Do you ever wonder where you got the idea that the husband is supposed to take out the trash, or that the wife is supposed to clean the bathroom? Though gender roles and stereotypes are furthered by many societal aspects and the media, the number one factor for our views on marital roles comes from the families we grew up in.
Furthermore, many of our patterns of behavior, communication styles, ways we choose to handle conflict, beliefs and values all have their origins in how we were raised. Some of our patterns and decisions come as a direct result of our families: doing what they did according to how it was modeled; while others come more as a response to what we saw: doing the opposite of something we saw because we felt it was ineffective. Either way, we make many conscious and subconscious decisions in our future relationships based on our families of origin.
A lack of awareness of the learning that occurred in our individual families can lead to numerous difficulties in our marital relationships. Proper time and attention needs to be given to discussing the various beliefs and tendencies we carry as a result of how we were raised before entering into a long-term relationship.
The reality is that there will always be differences in how we were raised versus our potential spouses. I hope by now you are seeing the theme that having a lasting healthy relationship has less to do with whether or not there will be conflict (because there will be), and more to do with what you do with that conflict. (More on this in future posts…)
I am a certified facilitator of Prepare/Enrich, a very well-known and reputable premarital/marital counseling assessment and curriculum, and I find their presentation of family mapping to be extremely helpful in regards to this subject. In their assessments, Prepare/Enrich measures Closeness and Flexibility of both the partners relationship with each other, and both of the partners’ relationships with their families of origin. Both closeness and flexibility fall on a continuum. Your family growing up may have been anywhere along the continuum between overly connected and disconnected. In the same way, your family fell somewhere along the lines between very flexible and inflexible.

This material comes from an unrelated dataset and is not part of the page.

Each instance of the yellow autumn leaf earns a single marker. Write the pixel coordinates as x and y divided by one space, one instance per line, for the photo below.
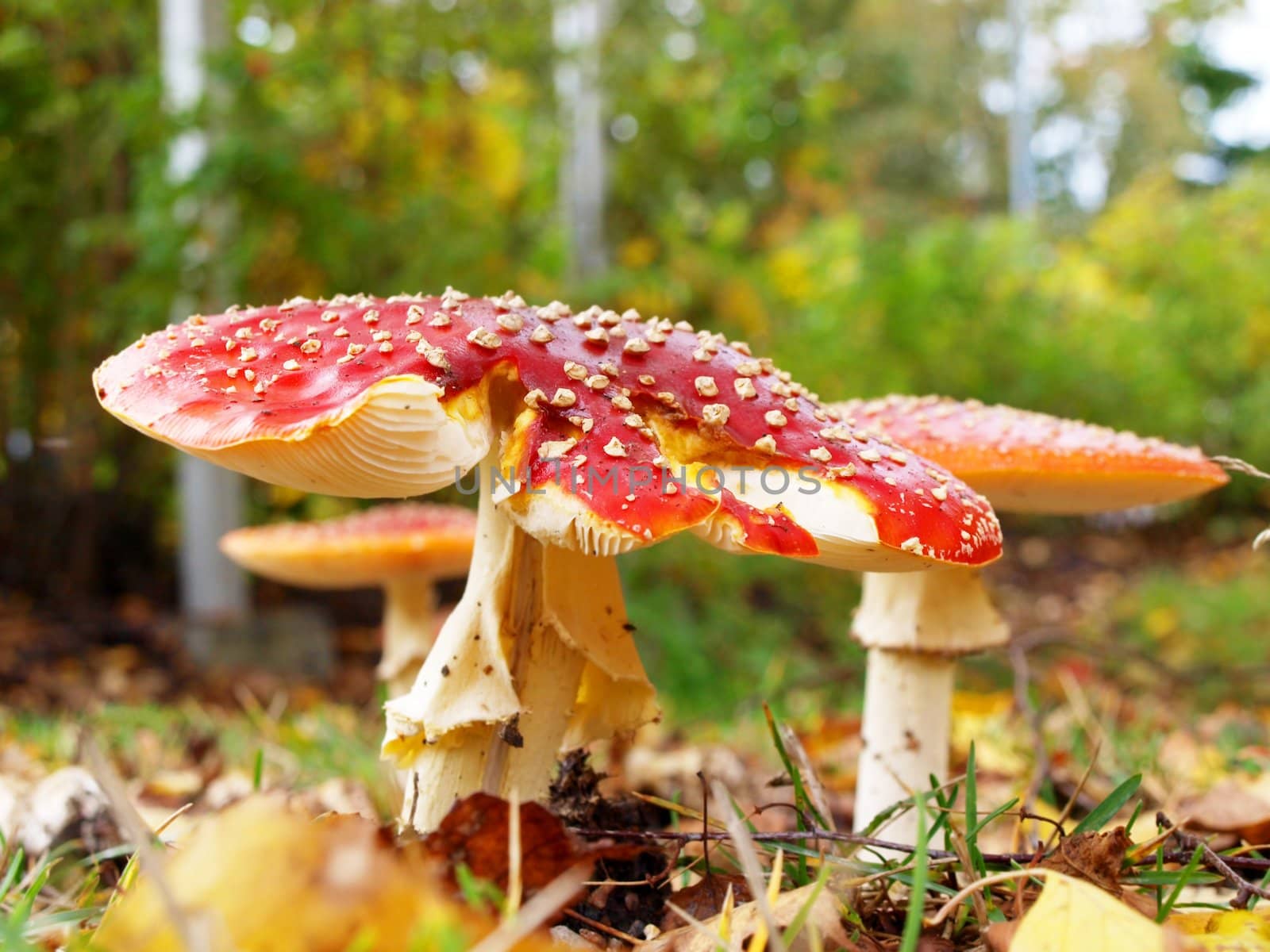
264 877
1073 916
1235 931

For more information about Prepare/Enrich, or to schedule as assessment for you and your partner contact me here.
You will have certain perceptions and expectations, based on how connected or disconnected your family was, that will effect how connected or disconnected you are, and how much you expect your spouse to be. If person A grew up in an overly connected family, they may expect the same level of closeness that was in their family to be present in their marriage to person B. If person B grew up in a disconnected family, though, they might have a very different understanding of what is a “normal” level of closeness. Even if these two manage to strike a balance and land somewhere in the middle for their own relationship, it might not always feel like enough closeness to person A, while person B might be feeling smothered. You can see how these same scenarios would play out with the aspect of flexibility as well.
Closeness and flexibility are just two examples of difference in family of origin that will effect your marriage relationship. There are many others as well, and we will spend some time addressing Family and Gender Roles in the next post. The best marriages don’t have to agree and be exactly the same on all areas. There does, however, need to be an understanding of each others families and what types of relationship norms and expectations will be carried into the marriage. Be sure to sit down with your partner and take time to discuss what you learned about marriage and family from the home you grew up in. If you aren’t sure where to start, feel free to schedule a session with me, or consider going through the Prepare/Enrich curriculum with a certified therapist like myself to discuss your families of origin. You will benefit greatly from the time and money invested at the front-end to build a strong foundation for your relationship rather than waiting for problems to develop.
As you reflect on your current relationships and your family of origin, what type of connections come to mind?
What expectations and perceptions have remained unvoiced up to this time that would be beneficial to discuss?